Judges who have a healthy understanding of the limitations of their own time and training often appoint “special masters” to sift through complex data and analysis on the court’s behalf. One could imagine a trend toward greater voluntary use of experts, appointing them to offer cost-benefit analysis where it is relevant. And for some perspective here, there is little doubt that the research of Nobel economist Gunnar Myrdal, persuasively arguing that segregated education could not be equal, heavily influenced the Court’s landmark decision in Brown v. Board of Education in 1954.
Checks and Balances
Now that conservatives have a lock on the Court, it is easy to understand why any institutional change that diluted the absolute power of the majority is anathema to them. But that approach is short-sighted for a couple of reasons.
First, the controversial nature of the Court’s decisions on issues ranging from election finance to voting rights and its apparent willingness to abandon precedent or to give short shrift to Congress’ intentions has, according to a Gallup poll, reduced the Supreme Court’s public support to an all-time low. It is thus no longer unimaginable that Congress could assert its power by legislating term limits or adding justices.

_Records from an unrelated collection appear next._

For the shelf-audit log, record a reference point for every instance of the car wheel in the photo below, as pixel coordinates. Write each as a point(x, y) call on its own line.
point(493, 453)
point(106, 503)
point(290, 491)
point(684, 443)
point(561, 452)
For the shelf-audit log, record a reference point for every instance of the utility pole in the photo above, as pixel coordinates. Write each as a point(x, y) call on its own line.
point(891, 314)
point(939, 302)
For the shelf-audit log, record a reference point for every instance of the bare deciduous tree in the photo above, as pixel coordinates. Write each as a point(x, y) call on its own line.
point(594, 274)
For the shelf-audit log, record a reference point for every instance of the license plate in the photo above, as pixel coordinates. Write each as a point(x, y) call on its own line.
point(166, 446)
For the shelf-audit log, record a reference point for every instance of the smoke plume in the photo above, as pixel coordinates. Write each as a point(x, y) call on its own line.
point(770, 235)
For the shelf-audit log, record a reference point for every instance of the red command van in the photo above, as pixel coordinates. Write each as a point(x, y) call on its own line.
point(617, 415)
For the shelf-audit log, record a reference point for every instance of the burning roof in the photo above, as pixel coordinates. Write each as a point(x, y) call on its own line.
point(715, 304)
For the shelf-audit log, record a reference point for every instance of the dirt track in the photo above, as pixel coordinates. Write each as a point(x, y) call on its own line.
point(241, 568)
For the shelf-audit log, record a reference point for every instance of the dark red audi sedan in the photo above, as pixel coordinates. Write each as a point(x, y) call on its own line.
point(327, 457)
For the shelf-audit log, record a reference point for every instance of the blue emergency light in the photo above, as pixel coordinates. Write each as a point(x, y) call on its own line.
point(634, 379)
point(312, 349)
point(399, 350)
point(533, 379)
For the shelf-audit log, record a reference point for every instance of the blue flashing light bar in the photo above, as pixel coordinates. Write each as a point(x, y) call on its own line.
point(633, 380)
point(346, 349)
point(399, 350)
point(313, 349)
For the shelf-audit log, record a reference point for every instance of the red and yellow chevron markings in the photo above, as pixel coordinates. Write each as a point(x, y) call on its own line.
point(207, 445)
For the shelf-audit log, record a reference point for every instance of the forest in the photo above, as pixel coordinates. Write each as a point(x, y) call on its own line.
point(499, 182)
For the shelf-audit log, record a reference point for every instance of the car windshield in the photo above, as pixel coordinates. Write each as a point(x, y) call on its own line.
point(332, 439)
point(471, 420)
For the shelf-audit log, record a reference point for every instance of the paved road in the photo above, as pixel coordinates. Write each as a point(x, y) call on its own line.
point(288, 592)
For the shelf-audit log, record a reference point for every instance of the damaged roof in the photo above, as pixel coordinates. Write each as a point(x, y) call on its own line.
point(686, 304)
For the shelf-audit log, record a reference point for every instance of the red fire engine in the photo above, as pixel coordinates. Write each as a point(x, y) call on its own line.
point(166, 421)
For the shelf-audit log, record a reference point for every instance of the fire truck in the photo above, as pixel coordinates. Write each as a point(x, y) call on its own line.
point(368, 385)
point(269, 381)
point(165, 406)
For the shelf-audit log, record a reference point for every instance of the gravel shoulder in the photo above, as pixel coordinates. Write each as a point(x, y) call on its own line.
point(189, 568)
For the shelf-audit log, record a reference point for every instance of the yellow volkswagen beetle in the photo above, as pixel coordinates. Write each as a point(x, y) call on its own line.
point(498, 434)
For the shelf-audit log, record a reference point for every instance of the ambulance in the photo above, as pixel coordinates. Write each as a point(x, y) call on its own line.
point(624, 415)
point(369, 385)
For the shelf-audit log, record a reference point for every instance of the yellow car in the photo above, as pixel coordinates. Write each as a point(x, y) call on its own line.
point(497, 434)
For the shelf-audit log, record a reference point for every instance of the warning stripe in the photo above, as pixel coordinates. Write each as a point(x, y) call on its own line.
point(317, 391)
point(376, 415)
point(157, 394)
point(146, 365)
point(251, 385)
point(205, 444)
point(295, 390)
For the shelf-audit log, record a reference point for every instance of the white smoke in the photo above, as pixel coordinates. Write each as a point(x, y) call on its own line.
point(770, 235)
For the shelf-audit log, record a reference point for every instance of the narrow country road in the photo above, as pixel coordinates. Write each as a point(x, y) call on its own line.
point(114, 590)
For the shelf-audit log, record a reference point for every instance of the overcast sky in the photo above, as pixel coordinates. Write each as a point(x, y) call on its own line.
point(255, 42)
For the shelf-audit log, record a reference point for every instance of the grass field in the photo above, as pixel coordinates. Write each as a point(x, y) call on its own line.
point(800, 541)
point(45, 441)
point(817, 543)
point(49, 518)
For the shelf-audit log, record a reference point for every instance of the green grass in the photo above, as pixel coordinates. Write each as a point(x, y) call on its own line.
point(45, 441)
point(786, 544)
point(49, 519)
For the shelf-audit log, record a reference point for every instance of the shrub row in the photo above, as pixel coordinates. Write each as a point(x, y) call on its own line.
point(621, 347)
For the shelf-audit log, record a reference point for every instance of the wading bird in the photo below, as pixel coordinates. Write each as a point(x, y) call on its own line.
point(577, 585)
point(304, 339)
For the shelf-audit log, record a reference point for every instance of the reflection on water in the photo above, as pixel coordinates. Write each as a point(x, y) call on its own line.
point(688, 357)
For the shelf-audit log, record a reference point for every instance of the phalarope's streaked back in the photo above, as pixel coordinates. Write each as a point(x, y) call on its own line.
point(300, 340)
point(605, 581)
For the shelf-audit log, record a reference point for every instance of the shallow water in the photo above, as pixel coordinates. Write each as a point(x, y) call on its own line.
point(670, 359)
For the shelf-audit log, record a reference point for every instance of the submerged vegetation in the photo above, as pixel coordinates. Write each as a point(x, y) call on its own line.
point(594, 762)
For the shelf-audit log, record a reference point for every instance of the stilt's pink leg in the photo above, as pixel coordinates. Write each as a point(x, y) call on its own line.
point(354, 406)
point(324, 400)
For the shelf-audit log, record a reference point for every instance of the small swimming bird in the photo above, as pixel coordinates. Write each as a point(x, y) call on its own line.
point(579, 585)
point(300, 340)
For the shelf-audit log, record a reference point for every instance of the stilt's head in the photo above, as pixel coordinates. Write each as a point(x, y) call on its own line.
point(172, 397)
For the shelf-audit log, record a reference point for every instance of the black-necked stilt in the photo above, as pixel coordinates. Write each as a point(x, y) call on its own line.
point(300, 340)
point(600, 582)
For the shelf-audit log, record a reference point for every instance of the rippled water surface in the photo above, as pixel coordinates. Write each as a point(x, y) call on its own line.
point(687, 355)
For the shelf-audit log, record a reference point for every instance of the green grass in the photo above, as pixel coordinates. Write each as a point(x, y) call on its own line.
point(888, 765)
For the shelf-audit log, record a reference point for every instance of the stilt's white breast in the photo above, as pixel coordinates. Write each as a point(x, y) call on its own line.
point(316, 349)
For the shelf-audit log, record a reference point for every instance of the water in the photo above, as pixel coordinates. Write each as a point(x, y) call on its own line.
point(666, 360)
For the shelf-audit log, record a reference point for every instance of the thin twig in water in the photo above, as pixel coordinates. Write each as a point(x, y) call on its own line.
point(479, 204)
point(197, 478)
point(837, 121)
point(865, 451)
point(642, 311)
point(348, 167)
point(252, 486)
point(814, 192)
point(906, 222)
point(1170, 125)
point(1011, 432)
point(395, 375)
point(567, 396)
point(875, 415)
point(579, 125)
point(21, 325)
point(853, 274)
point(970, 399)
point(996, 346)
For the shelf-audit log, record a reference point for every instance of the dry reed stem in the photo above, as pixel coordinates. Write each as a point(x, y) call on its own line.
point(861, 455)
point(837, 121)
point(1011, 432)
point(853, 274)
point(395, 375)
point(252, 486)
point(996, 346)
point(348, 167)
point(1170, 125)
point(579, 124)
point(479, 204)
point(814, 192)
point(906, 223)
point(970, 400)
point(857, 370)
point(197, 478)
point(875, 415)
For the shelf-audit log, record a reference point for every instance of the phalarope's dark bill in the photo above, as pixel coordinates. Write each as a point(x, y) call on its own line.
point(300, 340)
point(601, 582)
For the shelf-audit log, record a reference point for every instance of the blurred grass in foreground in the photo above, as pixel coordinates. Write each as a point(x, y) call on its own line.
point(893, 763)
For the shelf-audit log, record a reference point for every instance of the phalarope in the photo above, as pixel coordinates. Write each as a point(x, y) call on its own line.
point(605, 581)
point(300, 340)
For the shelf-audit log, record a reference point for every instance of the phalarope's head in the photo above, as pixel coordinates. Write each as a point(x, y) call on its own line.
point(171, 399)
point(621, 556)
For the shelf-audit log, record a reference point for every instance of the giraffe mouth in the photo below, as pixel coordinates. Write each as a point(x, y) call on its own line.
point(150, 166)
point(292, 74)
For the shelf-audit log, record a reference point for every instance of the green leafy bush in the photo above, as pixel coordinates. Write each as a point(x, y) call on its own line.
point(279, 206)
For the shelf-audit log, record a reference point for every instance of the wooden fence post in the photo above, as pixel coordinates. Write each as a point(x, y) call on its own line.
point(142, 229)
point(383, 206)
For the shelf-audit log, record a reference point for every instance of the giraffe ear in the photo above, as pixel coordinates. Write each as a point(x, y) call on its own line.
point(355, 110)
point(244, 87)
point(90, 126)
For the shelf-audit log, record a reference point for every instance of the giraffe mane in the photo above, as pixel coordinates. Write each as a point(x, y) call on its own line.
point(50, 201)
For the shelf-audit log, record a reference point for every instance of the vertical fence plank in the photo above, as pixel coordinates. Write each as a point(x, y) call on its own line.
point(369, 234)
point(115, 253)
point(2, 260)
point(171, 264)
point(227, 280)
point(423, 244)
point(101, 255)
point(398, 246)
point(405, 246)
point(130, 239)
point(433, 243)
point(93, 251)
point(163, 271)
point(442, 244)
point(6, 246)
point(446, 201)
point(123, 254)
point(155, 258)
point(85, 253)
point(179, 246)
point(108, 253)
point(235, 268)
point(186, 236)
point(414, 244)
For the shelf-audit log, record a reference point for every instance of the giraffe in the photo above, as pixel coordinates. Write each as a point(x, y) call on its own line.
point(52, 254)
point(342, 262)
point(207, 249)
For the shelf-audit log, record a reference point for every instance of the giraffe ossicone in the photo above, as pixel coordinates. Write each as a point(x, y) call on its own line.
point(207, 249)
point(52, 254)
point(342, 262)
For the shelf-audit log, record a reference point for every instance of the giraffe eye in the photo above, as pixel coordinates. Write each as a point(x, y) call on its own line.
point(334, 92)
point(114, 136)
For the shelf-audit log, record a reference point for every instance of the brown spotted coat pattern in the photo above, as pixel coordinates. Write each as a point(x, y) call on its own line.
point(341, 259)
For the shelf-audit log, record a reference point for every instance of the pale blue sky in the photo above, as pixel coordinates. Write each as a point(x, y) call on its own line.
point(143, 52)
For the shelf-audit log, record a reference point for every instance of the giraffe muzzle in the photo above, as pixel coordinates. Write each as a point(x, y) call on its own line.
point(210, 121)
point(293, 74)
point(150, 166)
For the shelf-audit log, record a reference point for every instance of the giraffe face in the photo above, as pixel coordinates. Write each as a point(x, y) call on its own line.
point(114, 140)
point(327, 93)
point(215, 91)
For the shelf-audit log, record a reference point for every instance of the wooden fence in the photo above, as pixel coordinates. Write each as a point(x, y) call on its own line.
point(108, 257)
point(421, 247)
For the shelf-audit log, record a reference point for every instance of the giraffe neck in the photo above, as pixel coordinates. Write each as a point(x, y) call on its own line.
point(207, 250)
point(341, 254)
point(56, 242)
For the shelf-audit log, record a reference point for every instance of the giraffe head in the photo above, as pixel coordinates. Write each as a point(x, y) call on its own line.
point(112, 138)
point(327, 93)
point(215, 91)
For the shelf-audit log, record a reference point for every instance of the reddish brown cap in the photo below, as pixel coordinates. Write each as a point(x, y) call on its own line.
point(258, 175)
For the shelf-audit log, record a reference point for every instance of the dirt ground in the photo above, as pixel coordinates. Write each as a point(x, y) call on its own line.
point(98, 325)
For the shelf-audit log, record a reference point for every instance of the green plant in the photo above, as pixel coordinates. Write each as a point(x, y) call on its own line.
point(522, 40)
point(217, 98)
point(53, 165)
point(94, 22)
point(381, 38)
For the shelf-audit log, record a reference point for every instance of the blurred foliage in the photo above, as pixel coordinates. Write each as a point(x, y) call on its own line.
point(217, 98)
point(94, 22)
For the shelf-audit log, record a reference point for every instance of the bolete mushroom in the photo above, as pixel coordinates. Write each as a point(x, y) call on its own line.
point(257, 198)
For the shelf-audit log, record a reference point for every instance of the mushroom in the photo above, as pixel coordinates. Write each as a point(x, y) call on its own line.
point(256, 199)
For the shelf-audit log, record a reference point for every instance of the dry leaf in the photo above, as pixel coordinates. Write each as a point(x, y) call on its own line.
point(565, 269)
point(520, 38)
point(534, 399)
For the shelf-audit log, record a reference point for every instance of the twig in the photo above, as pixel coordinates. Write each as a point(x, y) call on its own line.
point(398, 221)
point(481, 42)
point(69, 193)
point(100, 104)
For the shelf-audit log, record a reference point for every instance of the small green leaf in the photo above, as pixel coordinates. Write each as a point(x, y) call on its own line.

And, while formally imposing non-partisan expertise to the Court’s deliberative process wouldn’t necessarily change the thrust of its decisions, the concession to the appearance of sweet reason might well reduce the sense that the Court is acting in lockstep with the Republican Party.
Second, worms have a way of turning. Ferociously conservative courts gave way to distinctly liberal ones in the second half of the 20th century. And contemporary conservative decisions might well prove more durable if the Court went out of its way to lean on rigorous policy analysis, à la Posner, and less on red-meat ideology.
Articles represent the opinions of their writers, not necessarily those of the University of Chicago, the Booth School of Business, or its faculty.